Telusur Tradisi Sijoda di Balai Betung Kelurahan Ompang Tanah Sirah Payakumbuh

Jumat, 21 Juli 2023
.


Payakumbuh, fajarsumbar.com - Sijoda (bahasa nagari Koto Nan Gadang) merupakan tradisi yang dilaksanakan setahun sekali di bulan Ramadhan yang di dalamnya terdapat pelaksanaan akikah. Arti kata Sijoda yang merupakan dialek asli nagari koto Nan Gadang tidak diketahui secara pasti. Masyarakat menduga Sijoda berarti jedah (jamuan). Jadi menjamu masyarakat diacara akikah anak sambil berbuka bersama yang dilaksanakan di masjid atau surau.

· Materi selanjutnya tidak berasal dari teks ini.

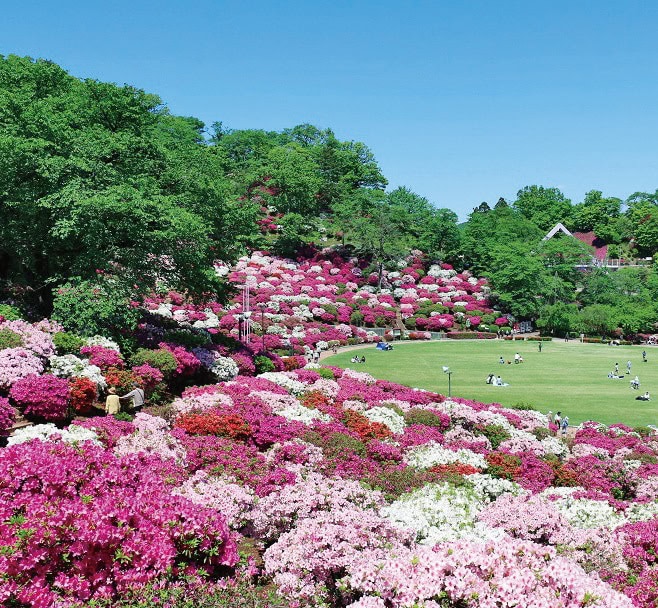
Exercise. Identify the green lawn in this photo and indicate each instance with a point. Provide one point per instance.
(570, 377)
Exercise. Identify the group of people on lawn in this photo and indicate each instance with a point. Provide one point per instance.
(635, 382)
(561, 422)
(496, 380)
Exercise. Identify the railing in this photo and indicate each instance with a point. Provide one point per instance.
(615, 263)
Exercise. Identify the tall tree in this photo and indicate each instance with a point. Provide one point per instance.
(544, 207)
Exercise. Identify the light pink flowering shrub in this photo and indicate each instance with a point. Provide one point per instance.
(233, 501)
(308, 562)
(17, 363)
(151, 436)
(477, 575)
(276, 513)
(35, 339)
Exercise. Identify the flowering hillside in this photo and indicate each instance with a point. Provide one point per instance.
(348, 491)
(327, 298)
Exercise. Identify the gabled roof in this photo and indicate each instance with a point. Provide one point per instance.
(559, 227)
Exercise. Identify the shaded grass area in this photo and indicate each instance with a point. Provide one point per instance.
(566, 376)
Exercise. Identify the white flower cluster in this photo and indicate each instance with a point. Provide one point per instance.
(584, 512)
(442, 513)
(431, 454)
(282, 379)
(44, 432)
(68, 366)
(388, 417)
(552, 445)
(492, 487)
(102, 341)
(224, 369)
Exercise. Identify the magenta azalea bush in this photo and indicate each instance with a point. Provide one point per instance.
(44, 396)
(77, 523)
(352, 492)
(7, 416)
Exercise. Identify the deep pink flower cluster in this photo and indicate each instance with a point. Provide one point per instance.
(44, 396)
(7, 416)
(83, 524)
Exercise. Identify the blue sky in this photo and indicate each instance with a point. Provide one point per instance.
(461, 101)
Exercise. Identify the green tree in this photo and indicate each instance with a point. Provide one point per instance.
(544, 207)
(558, 319)
(432, 230)
(598, 319)
(376, 229)
(96, 177)
(487, 229)
(594, 212)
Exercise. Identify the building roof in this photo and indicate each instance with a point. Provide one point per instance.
(589, 238)
(559, 227)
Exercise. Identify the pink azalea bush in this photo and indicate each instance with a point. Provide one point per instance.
(7, 416)
(480, 574)
(44, 396)
(17, 363)
(83, 524)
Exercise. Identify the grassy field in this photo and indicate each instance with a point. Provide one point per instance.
(570, 377)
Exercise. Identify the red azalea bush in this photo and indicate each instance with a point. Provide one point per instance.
(186, 363)
(83, 525)
(364, 428)
(148, 376)
(122, 380)
(232, 426)
(7, 416)
(82, 394)
(42, 396)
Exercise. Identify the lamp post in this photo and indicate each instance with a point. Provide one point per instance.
(447, 370)
(262, 306)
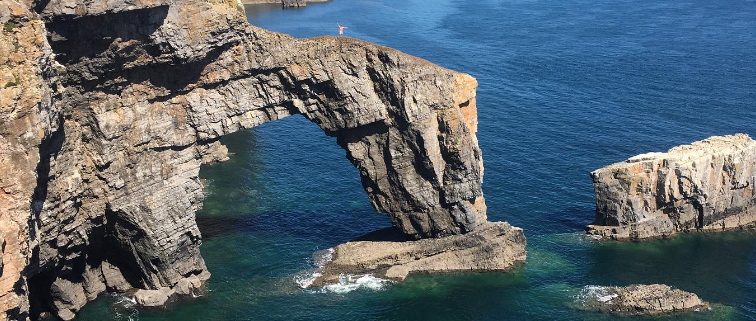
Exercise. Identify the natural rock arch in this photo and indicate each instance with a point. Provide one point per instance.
(139, 94)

Sijoda awalnya merupakan inisiatif pemuka agama, tetua kampung dan wali jorong saat itu, Moechtar. Penuturan dari Tarmis Moechtar (anak dari alm Moechtar), bahwa ayahnya yang lahir tahun 1916 diangkat menjadi wali jorong Balai Betung pada usia 17 th.  Saat itu kehidupan masyarakat sangat sulit, jangankan untuk membeli kambing akikah anak, mencari uang untuk membeli beras saja sangat sulit. Karena itu jorong Moechtar berembug dengan warga. Inisiatif ini muncul karena melihat kondisi masyarakat yang mayoritas bekerja sebagai petani dengan kondisi ekonomi menengah ke bawah. 

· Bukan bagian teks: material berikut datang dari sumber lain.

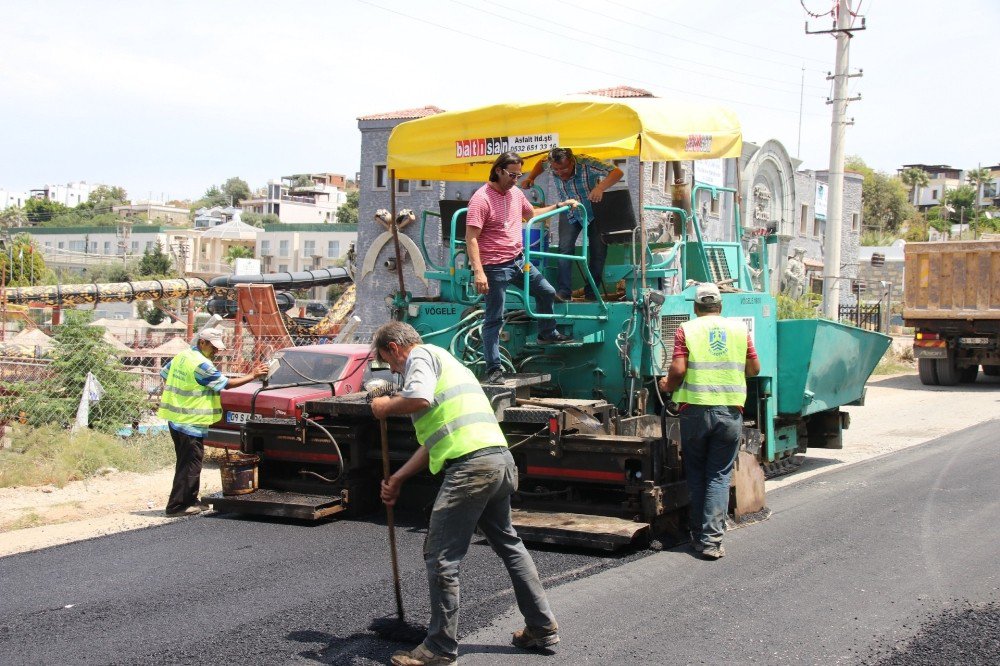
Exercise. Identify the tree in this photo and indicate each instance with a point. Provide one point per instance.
(347, 213)
(156, 263)
(80, 349)
(43, 210)
(21, 263)
(238, 252)
(883, 197)
(916, 179)
(13, 217)
(236, 190)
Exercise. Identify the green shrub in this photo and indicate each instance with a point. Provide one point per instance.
(53, 455)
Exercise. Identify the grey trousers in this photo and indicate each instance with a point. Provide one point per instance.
(476, 491)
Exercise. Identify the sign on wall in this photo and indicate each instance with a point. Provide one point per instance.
(821, 197)
(710, 172)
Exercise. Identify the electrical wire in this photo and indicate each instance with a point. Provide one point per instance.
(576, 33)
(506, 45)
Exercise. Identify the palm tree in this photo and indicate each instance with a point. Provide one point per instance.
(916, 179)
(977, 178)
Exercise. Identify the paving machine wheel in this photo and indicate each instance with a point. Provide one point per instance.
(968, 374)
(927, 368)
(948, 372)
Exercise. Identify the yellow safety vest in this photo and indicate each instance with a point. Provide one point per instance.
(716, 369)
(460, 419)
(184, 399)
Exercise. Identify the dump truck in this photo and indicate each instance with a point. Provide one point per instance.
(951, 298)
(599, 453)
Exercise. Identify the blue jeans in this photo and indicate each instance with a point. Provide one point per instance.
(498, 276)
(710, 438)
(476, 491)
(598, 251)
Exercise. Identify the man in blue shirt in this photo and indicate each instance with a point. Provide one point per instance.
(585, 179)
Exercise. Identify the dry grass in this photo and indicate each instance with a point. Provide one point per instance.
(51, 455)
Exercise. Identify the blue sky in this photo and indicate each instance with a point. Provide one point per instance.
(166, 98)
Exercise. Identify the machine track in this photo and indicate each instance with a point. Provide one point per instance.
(782, 467)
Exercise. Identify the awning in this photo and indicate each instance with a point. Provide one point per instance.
(461, 145)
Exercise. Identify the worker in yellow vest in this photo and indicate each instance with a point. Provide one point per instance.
(190, 404)
(458, 432)
(712, 358)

Jadi sijoda adalah kegiatan sosial untuk membantu masyarakat menunaikan kewajiban orangtua mengakikah anak-anak mereka sesuai dengan syariat agama. Karena jika akikah dilaksanakan secara pribadi di rumah masing-masing akan membutuhkan biaya yang sangat banyak. Tapi dengan tradisi Sijoda pelaksanaan akikah  akan dibantu oleh masyarakat baik itu berupa dana dan tenaga. Sehingga diharapkan orang tua di kelurahan OTS tetap mampu menunaikan akikah untuk anak-anak mereka.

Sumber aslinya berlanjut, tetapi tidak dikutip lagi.